Но сознание внезапно просверлила мысль: А с чего это я решил, что перенесусь сам? Вдруг не моё сознание, а сознание Резанова перенесется в моё время, в мое покоцанное туловище! А я останусь здесь, один на один совсем этим, с моими задумками… Спросить не у кого будет… А у Резанова там, в моём времени, совсем Мозги набекрень поехать могут от царящих в том мире толерантности да либерализма, а особенно от суперсвободных нравов Сан-Франциско 21 века. Холодный пот выступил на моих висках. Резанов облегченно выдохнул, посчитав это признакам моего отходняка от удара о землю.

А тело между тем жило своей жизнью. И продолжало посылать в мозг сигналы от различных органов чувств. Вот заболел ноготь на правой руке, под который при падении и попытках ухватиться хоть за что-нибудь забились кусочки коры.

Прямо перед правым глазом, сантиметрах в десяти, не больше, большой желудь. Прямо-таки огромный на таком расстоянии. И муравей возле. Обнюхивает усиками-антенками находку. Потом упирается передними лапками. Ноль эффекта. С тем же результатом я мог бы пытаться сдвинуть груженый «КАМАЗ». Набежала тень от облачка. Муравей меж тем развернулся и приподнявшись пробует нажать задними лапками, налегает брюшком. Впустую. Убегает за желудь, так что секунд десять его не видно, скорее всего пробует с обратной стороны. Дохлый номер. Вернулся, побегал вокруг семени дуба, приложился ещё и ещё. Увы… Я затаил дыхание чтобы не спугнуть трудягу. Но вот тот что-то решил и проворно устремился прочь от человека. Внезапно замер, словно размышляя, вернулся, снова обнюхал, словно опасался что добычу украли. «Беги уже, я покараулю», — мысленно подбодрил букашку я-попаданец. Тот словно услышал, мне даже почудилось что согласно кивнул головой, развернулся и побежал. Сантиметрах в двадцати пяти встретился с двумя сотоварищами. Видно тут у них тропа, потому что один пришел слева, а второй справа. Все трое как будто посовещались.
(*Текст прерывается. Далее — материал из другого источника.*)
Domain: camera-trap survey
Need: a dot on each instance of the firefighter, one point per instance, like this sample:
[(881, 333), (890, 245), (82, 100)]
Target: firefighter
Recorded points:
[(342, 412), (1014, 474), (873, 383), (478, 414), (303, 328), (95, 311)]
Но обнаруживший желудь в итоге вернулся один.

«Вот сволочи!», — посочувствовал я насекомому, ставшему уже родным. Но нет. Напрасно я приписывал муравьям человеческие пороки. Вот к одинокому добытчику прибежал на подмогу один товарищ, потом ещё двое и вот уже облепили желудь со всех сторон. Желудь качнулся, приподнялся и медленно двинулся прочь, к кладовой в муравейник видимо. Солнце вновь появилось, освещая труженикам путь.

Только теперь я приподнял голову. Чтобы увидеть муравьиный триумф и левым глазом, который всё это время загораживал темно-красный завернувшийся край прошлогоднего дубового листа.